Bab 23

295 14 0
                                    

Hari ini adalah Hari Minggu. Seperti biasa, setelah Jasmine mengantarkan kue dagangan ke pasar, Jasmine ingin mencuci dan menyetrika baju langganan ibunya. Rencananya Jasmine hari ini tidak ingin mengambil data kuesioner dulu. Toh, berkat dibantu oleh Pak Arjuna, pengambilan data yang dilakukan oleh Jasmine mengalami kemajuan pesat.

Sebentar lagi bahkan jumlah lansia yang harus didatangi sudah hampir habis. Jasmine timbang-timbang, rasanya semua bisa dikerjakan dalam sisa waktu hukuman Jasmine yang tinggal seminggu lagi.

Tiba-tiba ponsel Jasmine berdering sebentar. Selama di rumah Jasmine memang memasang mode dering untuk ponselnya. Di kampus baru dia memasang mode getar untuk menghargai para dosen yang mengajar di kelas. Beberapa dosen malah memiliki aturan ketat untuk itu. Pak Arjuna misalnya.

Jasmine tiba-tiba teringat dengan dosennya itu. Apa kabar ya dia? Kemarin Jumat, kan, dia sakit. Setelah itu Pak Arjuna tidak menghubunginya sama sekali. Jasmine jadi khawatir dengan kondisinya. Apalagi kalau ternyata Jasmine penyebabnya.

“Nak, ponsel kamu bunyi terus, tuh. Kok enggak diangkat?”

Jasmine gelagapan saat sadar kalau dari tadi dirinya melamun. Belum lagi yang dipikirkannya dosen kejam, yang belakangan tidak terasa terlalu kejam lagi. Mungkin setelah seminggu ini Pak Arjuna menemaninya mendatangi rumah para lansia, sehingga pandangan Jasmine sedikit berubah.

Jasmine mencari-cari ponsel yang lupa diletakkan di mana. Dia memang selalu seperti ini saat libur kuliah. Toh, dari dulu dia tidak memiliki teman, jadi, yah, siapa yang mau menghubungi Jasmine?
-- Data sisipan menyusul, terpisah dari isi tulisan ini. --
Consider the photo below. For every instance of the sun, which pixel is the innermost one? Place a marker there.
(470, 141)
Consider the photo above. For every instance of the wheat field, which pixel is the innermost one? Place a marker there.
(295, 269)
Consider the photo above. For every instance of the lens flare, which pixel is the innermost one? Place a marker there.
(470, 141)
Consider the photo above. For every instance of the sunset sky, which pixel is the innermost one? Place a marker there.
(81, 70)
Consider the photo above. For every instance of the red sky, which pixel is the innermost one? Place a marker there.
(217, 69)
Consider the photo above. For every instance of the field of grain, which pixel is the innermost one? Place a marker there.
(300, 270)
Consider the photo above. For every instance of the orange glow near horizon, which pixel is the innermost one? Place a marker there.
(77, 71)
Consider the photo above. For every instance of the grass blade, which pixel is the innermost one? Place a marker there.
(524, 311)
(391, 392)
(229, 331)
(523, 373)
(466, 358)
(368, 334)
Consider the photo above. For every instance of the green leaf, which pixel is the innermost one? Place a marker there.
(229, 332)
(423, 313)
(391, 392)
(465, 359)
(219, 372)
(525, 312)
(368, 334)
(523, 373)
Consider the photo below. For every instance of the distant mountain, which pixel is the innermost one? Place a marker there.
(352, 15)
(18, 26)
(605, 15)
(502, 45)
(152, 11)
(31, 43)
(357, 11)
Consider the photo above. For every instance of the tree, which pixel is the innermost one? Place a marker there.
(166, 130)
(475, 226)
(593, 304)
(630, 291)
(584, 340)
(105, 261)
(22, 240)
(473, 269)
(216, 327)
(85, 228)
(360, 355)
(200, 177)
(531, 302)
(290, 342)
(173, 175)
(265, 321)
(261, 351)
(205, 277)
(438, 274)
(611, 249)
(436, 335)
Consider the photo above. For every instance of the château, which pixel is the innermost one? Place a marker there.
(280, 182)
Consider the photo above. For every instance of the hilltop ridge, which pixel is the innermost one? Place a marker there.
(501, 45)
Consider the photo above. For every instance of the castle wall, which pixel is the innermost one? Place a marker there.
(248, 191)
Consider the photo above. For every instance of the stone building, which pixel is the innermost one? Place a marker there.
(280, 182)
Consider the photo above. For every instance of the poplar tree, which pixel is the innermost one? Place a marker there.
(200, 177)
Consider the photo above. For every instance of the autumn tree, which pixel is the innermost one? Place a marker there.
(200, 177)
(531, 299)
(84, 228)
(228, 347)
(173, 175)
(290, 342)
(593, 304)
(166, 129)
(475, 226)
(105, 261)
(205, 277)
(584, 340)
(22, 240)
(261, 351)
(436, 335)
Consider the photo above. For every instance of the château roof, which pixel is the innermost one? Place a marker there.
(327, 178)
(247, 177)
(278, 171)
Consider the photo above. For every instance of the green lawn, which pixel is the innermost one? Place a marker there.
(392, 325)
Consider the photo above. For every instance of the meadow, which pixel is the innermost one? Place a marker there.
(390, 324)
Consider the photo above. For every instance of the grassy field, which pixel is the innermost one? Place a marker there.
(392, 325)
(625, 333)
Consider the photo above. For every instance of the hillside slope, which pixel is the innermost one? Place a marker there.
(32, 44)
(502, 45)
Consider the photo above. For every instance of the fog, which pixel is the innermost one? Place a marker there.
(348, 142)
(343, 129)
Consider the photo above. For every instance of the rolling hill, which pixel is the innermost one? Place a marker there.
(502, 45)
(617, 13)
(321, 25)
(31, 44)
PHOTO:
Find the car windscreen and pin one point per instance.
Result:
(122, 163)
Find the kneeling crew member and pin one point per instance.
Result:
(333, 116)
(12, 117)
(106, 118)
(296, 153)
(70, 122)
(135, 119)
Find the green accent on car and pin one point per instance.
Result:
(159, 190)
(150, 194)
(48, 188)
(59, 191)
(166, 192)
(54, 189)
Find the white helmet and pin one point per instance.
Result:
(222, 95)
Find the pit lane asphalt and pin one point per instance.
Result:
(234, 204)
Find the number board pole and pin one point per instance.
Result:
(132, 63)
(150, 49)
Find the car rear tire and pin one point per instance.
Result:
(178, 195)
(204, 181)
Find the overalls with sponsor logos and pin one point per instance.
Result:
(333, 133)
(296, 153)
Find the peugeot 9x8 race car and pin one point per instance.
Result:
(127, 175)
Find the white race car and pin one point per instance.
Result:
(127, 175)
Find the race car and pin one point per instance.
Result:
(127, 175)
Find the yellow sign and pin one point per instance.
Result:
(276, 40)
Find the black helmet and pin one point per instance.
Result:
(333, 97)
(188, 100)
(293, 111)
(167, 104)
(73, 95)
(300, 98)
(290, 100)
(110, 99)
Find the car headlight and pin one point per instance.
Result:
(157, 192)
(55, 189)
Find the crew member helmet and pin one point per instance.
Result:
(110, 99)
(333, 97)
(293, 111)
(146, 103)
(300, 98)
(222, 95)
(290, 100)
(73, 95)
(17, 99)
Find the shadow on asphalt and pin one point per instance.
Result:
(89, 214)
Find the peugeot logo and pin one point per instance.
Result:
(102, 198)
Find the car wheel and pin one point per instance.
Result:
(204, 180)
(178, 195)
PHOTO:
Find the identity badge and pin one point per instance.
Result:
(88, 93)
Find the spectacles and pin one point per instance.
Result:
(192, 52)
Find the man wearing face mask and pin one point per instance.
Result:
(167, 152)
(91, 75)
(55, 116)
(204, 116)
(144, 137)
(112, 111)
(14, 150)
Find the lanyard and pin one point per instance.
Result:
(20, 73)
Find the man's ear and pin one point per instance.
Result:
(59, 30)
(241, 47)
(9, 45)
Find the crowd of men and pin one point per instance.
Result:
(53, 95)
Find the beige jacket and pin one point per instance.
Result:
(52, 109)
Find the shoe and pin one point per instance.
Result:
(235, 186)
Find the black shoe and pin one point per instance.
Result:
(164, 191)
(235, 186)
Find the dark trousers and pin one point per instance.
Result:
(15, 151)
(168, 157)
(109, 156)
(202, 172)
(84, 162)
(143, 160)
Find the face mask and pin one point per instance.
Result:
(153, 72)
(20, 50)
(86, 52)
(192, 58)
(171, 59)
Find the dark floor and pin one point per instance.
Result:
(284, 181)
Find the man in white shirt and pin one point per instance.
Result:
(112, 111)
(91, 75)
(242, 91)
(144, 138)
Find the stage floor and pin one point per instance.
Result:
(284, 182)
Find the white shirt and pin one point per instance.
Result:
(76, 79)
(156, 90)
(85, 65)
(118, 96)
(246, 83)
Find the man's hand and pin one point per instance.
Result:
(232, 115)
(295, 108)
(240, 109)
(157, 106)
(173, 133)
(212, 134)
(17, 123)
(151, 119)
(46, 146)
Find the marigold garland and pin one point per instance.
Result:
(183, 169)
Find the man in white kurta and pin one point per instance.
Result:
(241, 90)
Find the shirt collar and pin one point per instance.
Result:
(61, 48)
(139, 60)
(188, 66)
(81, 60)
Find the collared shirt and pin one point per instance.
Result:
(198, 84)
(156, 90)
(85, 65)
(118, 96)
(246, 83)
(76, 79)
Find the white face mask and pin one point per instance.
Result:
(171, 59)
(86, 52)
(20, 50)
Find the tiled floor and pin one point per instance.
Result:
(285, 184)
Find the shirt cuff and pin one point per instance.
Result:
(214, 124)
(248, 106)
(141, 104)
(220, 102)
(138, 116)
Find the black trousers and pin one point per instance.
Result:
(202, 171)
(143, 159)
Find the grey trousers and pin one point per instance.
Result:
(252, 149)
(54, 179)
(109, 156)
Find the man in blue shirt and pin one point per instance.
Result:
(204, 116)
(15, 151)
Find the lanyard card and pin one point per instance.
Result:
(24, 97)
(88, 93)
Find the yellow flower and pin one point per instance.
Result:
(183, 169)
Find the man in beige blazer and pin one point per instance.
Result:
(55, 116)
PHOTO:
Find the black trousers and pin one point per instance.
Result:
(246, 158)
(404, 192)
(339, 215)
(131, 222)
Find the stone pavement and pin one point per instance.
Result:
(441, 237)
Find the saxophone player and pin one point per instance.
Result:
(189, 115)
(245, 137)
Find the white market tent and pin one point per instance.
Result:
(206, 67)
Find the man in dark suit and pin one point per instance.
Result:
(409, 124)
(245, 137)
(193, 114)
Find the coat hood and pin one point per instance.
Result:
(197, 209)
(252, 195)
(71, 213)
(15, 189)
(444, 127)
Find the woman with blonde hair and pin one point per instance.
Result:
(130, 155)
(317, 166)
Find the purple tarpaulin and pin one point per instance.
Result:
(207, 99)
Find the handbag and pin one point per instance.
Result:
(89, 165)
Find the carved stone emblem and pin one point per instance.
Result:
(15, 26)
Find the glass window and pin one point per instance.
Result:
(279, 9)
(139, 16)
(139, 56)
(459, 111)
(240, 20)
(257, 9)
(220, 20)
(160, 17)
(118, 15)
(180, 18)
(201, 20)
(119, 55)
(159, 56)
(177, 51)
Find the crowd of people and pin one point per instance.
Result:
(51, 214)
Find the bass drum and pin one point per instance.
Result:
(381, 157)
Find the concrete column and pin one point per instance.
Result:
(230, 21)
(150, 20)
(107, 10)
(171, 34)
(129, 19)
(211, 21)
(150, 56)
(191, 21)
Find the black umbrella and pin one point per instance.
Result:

Setelah menemukannya terselip di lipatan sofa, Jasmine melihat nama yang tertera di layar ponselnya. Matanya melebar saat menemukan nama orang yang tadi sempat dipikirkannya.

“Iya, halo Pak,” jawab Jasmine gugup dengan jantung berdegup cepat. Pak Arjuna enggak mungkin tahu kalau tadi Jasmine sempat memikirkan dia, kan?

“Jasmine, kamu hari ini mengambil data?”

“Tidak, Pak. Saya mau bantu Ibu saya mencuci pakaian untuk langganannya.”

“Ini, kan, masih pagi. Saya beri kamu waktu dua jam untuk mencuci baju. Setelah itu saya jemput kamu. Jangan malas, Jasmine. Masih banyak data lansia yang belum dapat.”

“Tapi, Pak-“

“Dua jam lagi saya jemput.” Setelah itu telepon langsung dimatikan sepihak seperti biasa.

Rasanya Jasmine jadi menyesal sudah menganggap dosennya orang baik. Buktinya Pak Arjuna masih otoriter seperti biasa. Memberi perintah seenaknya tanpa menanyakan pendapat lawan bicaranya.

Ratih yang melihat muka Jasmine ditekuk dalam, menjadi penasaran. “Tadi siapa, Nak, yang telepon?”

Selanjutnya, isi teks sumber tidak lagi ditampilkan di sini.